No mira a cualquier lado, sino hacia allí. El Paseo de la Patria de San Martín tiene, como uno de sus principales atractivos, una enorme estatua que representa a Mafalda, el personaje eterno de Quino. Pero su enclavamiento es más que especial: de los al menos 180° que pudo elegirse para su posición, se prefirió que ella, a la que se representa como sentada sobre una pila de libros, mire fijamente al espacio donde está el edificio del Gobierno de ese departamento, que queda a pocos metros, en el mismo predio.
Es como si esperara que por allí adelante pasaran los que tienen la responsabilidad política de ser fieles a la patria esa a la que hace referencia el paseo. Para decirles con esos ojos representados que miran fijamente que hay alguien dispuestos a recordarles que debe primar la sensatez.
Tal vez la decisión de ese ángulo fue azarosa, u obligada más bien por designios de estética arquitectónica. Pero la suerte o la necesidad terminaron poniendo a Mafalda como una especie de vigía del poder público (que, de la comarca, puede simbólicamente trasladarse a toda una nación y luego, a cada una de las naciones del planeta).
Construida a partir del humor, de la irreverencia, de la incorrección política —¡la falta que haría una incorrecta para estos tiempos de vigilancia!—, Mafalda ha sido, para muchos de nuestra generación, un verdadero atizador de conciencias en formación.

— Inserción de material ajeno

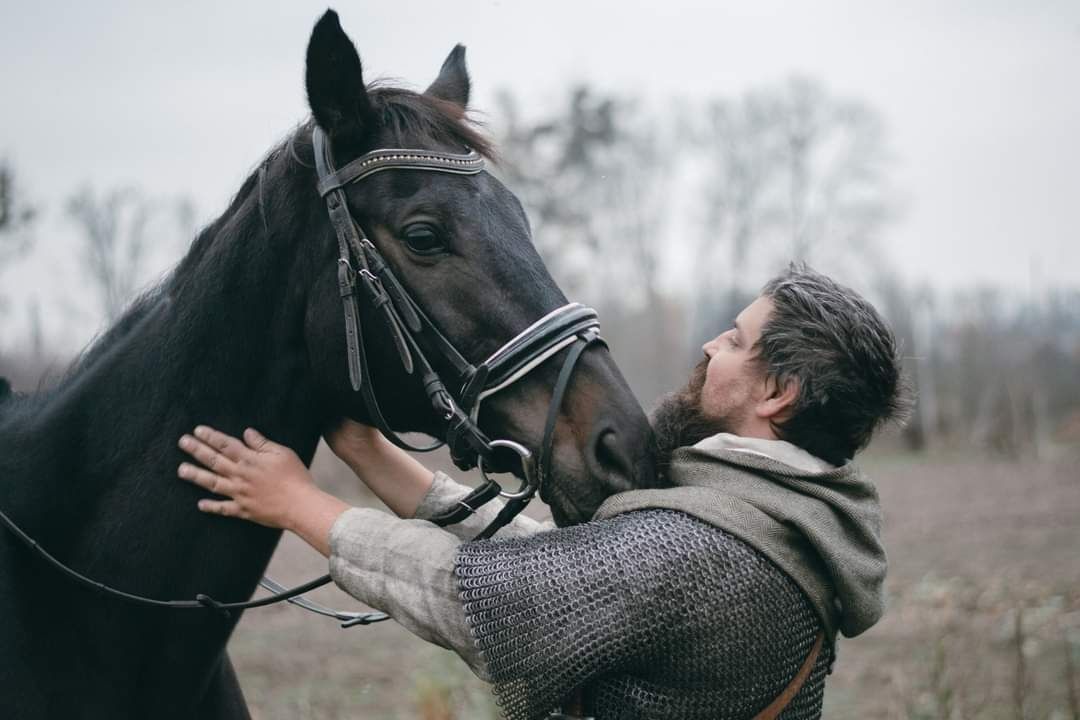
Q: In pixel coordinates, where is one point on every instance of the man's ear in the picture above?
(779, 399)
(336, 91)
(453, 81)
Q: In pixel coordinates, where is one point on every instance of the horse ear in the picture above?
(335, 81)
(453, 81)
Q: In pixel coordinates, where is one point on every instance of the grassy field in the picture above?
(983, 621)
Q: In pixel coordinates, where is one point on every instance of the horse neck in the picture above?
(90, 469)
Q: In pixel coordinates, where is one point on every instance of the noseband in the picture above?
(362, 271)
(361, 267)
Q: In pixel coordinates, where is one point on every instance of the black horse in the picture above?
(248, 330)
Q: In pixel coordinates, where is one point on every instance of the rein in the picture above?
(362, 270)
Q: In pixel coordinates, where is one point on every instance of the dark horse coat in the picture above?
(247, 330)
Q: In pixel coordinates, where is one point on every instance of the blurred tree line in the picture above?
(669, 220)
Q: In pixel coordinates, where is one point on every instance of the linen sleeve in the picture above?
(405, 569)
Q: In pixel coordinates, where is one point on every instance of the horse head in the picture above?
(460, 245)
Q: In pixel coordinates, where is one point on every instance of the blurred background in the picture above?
(672, 158)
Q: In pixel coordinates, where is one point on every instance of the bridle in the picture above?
(362, 271)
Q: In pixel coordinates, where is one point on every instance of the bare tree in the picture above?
(115, 236)
(787, 167)
(16, 216)
(591, 177)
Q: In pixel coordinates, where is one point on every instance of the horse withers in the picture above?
(247, 330)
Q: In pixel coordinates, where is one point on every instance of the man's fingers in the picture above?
(207, 456)
(225, 507)
(205, 479)
(256, 440)
(227, 445)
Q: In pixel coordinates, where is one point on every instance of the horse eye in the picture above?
(423, 239)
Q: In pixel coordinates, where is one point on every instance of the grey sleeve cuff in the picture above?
(445, 493)
(405, 569)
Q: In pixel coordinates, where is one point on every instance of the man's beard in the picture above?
(678, 420)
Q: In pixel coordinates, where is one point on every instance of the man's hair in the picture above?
(844, 356)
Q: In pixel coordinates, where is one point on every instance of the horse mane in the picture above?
(409, 119)
(424, 121)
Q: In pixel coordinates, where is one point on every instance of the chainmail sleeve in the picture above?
(655, 613)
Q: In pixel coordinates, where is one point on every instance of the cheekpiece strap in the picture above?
(470, 163)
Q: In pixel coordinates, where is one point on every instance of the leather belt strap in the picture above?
(784, 698)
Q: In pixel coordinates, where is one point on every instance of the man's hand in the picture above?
(262, 480)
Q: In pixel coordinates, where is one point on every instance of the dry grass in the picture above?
(983, 622)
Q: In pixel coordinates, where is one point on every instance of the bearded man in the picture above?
(719, 595)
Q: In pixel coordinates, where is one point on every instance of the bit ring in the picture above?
(527, 484)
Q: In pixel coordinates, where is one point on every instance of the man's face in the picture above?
(723, 390)
(733, 382)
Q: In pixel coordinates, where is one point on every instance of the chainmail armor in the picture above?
(655, 613)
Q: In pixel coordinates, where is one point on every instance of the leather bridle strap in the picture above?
(517, 503)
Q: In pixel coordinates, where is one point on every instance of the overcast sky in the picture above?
(982, 102)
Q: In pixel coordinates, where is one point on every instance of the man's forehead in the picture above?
(754, 315)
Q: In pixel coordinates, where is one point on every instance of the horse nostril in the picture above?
(610, 458)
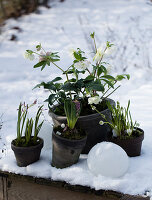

Como lo era Sócrates (a quien llamaban “el tábano de Atenas”), Mafalda también fue desde su nacimiento esa niña-adulta, o adulta con disfraz de niña, que nos hablaba de cosas tan importantes como una guerra nuclear o la sociología de una familia, como de la injusticia de un juego infantil o el mal gusto de la sopa. Fue nuestra filósofa y sigue siéndolo, a 60 años de su primer trazo: queda en nosotros seguir disfrutándola, seguir atendiendo. Que notemos que ella está mirando fijo (desde una estatua, desde una reflexión) a aquellos que manejan nuestro destino.